I also enjoyed the point of view of the son, particularly his matter of fact pragmatic approach to death. Sometimes I found this funny, though I probably wasn’t supposed to.

The story’s climax left me unsettled. The old father exits with “It’s not my fault. It was all forced on me.” The explanation for these words does not appear to lie within the story, yet the narrator seems to accept them with resignation and no puzzlement. The question hangs.

Despite this fractured conclusion, the story works. It paints its characters well with evocative detail, dropping tidbits about the father's navy days in the Korean War and World War II. In another instance the narrator types names from the past into Google, trying to form a grip on the long gone past. Also, I’m a sucker for stories about quiet fathers who build model train layouts. (That’s my dad.)

Themes and symbolism? I suppose you could see the trains that show up in a flashback scene as symbolic of the inescapable passage of time, especially because the father builds and stares at a railroad layout model of their hometown built to look exactly like the place did in 1926. None of that is obtrusive, fortunately, it’s just present if you look for it. No heavy-handed thematic gesticulating here.

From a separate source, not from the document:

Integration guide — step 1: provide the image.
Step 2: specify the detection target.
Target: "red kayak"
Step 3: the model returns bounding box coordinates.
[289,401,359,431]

This story is a morbid somber little song. Check it out.

A selection:

“Yes,” the son intoned gently. One of his legs-how strange!- was quivering inside his pant leg. “But there’s a way.” And he detailed the Hemlock Society’s method: Seconal to calm you, plastic bag held on by rubber bands or pantyhose, a painter’s mask to keep the plastic from being sucked into the mouth and nostrils, a baseball cap to keep it off your face. He had practiced saying this, ran through it now like he were back in law school, in moot court, where he’d always had his arguments memorized.

“A painter’s mask,” his father was repeating. His face registered the ingenuity of it. “That might work.”

Wednesday, September 21, 2005

Opening Salvo



"Shoot straight you bastards, and don't make a mess of it!"
-Breaker Morant, facing execution in 1902.

"I despise allegory, in all its forms."
-J.R.R. Tolkien

"Avoid bullshit."
-Stephen King

I love stories. I started with the Hardy Boys in elementary school and I've never stopped reading. Fast forward to present, now in my mid-twenties, and I'm still devouring books and magazines. On this page I will review short stories and perhaps the occasional book. I like stories that are written primarily to entertain. Sure, there's room for themes, symbolism, and morals in fiction, but I believe they should be secondary to the narrative.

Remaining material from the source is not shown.